EBITDA increased by 2.7 per cent to $142.2 million.
“Myer delivered encouraging sales around the key trading periods of spring racing and Christmas offset by subdued sales during the stocktake sale, resulting in modest comparable store sales growth for the half,” said Richard Umbers, CEO and MD, Myer.
Umbers said sales performance during the stocktake sale was influenced by both implementing a strategy of reducing markdown dependency and the emergence of widespread discount fatigue among consumers.
Sales in concessions grew by $76.5 million to $386.2 million while sales in Myer Exclusive Brands (MEBs) were down by $39.4 million to $300.2 million, which ‘continued the shift in mix resulting from the strong customer response to concession brands and weaker performance in MEBs”.

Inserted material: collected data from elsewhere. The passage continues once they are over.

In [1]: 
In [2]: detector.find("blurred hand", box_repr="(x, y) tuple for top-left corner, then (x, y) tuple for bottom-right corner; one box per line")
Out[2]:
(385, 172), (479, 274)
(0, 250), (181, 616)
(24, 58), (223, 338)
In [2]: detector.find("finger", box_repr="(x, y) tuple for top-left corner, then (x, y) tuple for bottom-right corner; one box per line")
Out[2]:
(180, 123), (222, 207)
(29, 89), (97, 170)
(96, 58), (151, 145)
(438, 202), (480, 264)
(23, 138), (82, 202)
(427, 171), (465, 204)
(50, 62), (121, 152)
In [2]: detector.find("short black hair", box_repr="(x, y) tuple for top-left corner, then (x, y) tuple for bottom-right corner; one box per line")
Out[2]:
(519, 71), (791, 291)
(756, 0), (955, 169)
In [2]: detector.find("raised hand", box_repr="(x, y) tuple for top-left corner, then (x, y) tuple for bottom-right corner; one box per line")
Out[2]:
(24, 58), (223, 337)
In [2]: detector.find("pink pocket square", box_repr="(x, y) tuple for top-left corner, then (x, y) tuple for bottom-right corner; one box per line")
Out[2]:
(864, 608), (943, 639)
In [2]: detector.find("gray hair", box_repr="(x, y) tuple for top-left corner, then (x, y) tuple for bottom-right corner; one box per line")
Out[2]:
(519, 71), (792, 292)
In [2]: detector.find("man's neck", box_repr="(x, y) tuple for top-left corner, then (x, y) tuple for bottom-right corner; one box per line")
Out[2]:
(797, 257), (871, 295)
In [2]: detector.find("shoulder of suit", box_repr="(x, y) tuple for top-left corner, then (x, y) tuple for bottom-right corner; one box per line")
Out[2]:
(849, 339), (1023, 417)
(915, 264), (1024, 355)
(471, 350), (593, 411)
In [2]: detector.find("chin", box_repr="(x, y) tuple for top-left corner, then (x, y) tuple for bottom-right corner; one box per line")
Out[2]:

“We are well progressed in the rollout of upgraded installations and service models for three MEB master brands; Basque, Piper and Blaq across 33 stores,” said Umbers, who asserted “customers have responded well” to the launch of Myer’s new store at Warringah Mall with sales per square metre up 38 percent compared to FY2014 when the store last traded without centre disruption.
“During the period, the merchandise range was further enhanced with the introduction of approximately 700 new or upgraded installations,” he said.
Myer’s online business grew sales by 48 per cent during the half, which Umbers attributed towards a better online CX “together with significant improvements in pick, pack and fulfilment”.
“The focus on store footprint optimisation continued with the recent closure of three stores at Wollongong, Brookside and Orange.
The department store chain has also trimmed its support office operations, recently handing back over a third of the space at 800 Collins Street.
“We continue to make good progress in developing a simplified business model,” said Umbers. “This is demonstrated by the rollout to stores of a workforce management system, more simplified administration processes for store back office and the appointment of external providers to manage our customer support centre and digital services.
“This result also demonstrates the strength of Myer’s balance sheet and operating cash flows which support our ongoing investment in the strategy while at the same time generating returns to shareholders,” he said.
Myer said sales in January and February were below expectations with January being the low point, and “based on the expectation that those conditions do not return” that it would achieve sales and profit growth over the remainder of the year.
“We are 18 months into our five year transformation and I am pleased with the progress we have made,” said Umbers. “We are a better and stronger company as a result of the New Myer strategy”.